Monday, January 19, 2026

American G.O.D.S.

"Whom do you worship and to what lengths will you go to appease your god?"

These are the most significant questions asked in Jonathan Hickman's G.O.D.S., which is less a Marvel mini-series or event and more a collection of eight stories that are intricately linked.  Other reviews have lamented how the story is just a "sandbox playground" for Hickman's "vanity project" and I can see why: the multiple plots seeded throughout; self-referential world-building; worst of all, the inconclusive catastrophe-of-the-week that serves as the catalyst for the first issue, but is resolved off-screen somewhere between issues Seven and Eight.  Yet I think that this perceived narrative weakness is in spite of the story, not because of any lack of story.


What readers expect of limited series like G.O.D.S. is an event: the status-quo-upset seeded in the beginning, with the threat building up and escalating through the ensuing issues, and then fully realized and either averted or serving to springboard into another series.  G.O.D.S. delivers none of these, instead shoving that comfortable outline into the background and using it as a framing devise for the real story: the estranged romance of Reddwyn and Aiko (and to a lesser extent, the goals of their respective sidekicks Dimitri and Mia).  This romance in turn asks the questions "Whom/what do you worship" and "to what lengths will you go to either appease your god or to achieve your own ends?"

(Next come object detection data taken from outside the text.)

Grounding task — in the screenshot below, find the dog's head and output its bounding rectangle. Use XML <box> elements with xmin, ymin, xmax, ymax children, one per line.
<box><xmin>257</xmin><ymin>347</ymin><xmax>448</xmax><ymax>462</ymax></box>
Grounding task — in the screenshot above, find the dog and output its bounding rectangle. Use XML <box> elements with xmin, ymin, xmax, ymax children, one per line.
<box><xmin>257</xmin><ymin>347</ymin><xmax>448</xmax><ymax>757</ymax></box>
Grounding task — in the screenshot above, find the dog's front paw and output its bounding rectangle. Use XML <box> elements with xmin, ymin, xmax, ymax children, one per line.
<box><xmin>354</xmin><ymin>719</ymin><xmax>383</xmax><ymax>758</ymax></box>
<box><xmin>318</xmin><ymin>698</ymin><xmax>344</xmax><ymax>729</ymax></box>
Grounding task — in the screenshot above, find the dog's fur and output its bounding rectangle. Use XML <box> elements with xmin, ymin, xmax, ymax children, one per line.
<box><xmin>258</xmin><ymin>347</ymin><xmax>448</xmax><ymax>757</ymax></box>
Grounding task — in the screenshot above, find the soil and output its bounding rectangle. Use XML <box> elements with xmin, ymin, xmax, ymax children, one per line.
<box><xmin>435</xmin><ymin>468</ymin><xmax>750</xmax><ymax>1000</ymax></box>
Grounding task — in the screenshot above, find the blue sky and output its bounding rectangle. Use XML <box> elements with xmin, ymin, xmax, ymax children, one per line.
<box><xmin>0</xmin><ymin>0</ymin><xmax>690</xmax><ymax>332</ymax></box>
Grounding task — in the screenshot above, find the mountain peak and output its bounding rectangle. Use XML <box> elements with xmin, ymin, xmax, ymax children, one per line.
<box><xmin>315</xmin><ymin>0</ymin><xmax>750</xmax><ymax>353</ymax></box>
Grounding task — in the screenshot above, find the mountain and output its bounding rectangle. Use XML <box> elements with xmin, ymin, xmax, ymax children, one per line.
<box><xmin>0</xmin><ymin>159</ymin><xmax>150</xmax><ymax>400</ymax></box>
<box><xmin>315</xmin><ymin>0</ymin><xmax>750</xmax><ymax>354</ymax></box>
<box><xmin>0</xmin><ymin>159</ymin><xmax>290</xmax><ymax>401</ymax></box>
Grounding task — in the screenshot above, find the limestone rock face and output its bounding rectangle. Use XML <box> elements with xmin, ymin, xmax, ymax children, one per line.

The source of Wyn and Aiko's estrangement is their allegiance to two different divinities of the Marvel pantheon.  But those loyalties are only surface level; Wyn's real allegiance is to Aiko, while her allegiance is to herself.  This plays out through the eight chapters as Wyn and Dimitri, Aiko and Mia each grapple with the overt stakes of various cosmic adventures, while indirectly dealing with the consequences of their own motivations.  On the surface, Aiko's machiavellian actions render great rewards: she is affluent and influential, always standing at the shoulder of the most important person in the room or else first through the breach to conquer some new frontier.  Wyn's actions, or inactions, seem to have the opposite result: he's a cosmic fixer in the tradition of Dr. Who, jovially relying on wits and intuition when resources are not readily available.  


But the facade is exposed in the details.  Aiko is a ranking member of an ancient and powerful illuminati and goes surrounded by people and resources, operating from a private cubicle in a glitzy and pristine workspace, but she is entirely friendless; in the only scene showing her interact with others of her organization, they curse her out for her laze-fair distain for the god that she really doesn't reverence.  As the story progresses, the only friendship she does develop ends in tragedy.  Wyn, meanwhile, blundering about like an eldritch hobo, knows everyone by name, easily befriends newcomers, and demonstrates genuine empathy.  Though sometimes expressing nihilistic anxieties, he places a premium on truthfulness and decency, virtues that Aiko flippantly regards as tools in her arsenal.  It's a shakespearean tragedy that leaves readers rooting for Wyn, admonishing and pitying Aiko, and shedding a tear for the ruination that comes of hubris.  Even the time skip in the eighth chapter, which suggests that some things have been set right, really only serves to show the brokenness of everything; that even with repentance, the consequences are lasting.

I suppose those are the final questions that Hickman broaches: what place has repentance in the Greek tragedy; what place has forgiveness?  And if you could go back and do it all again, would you?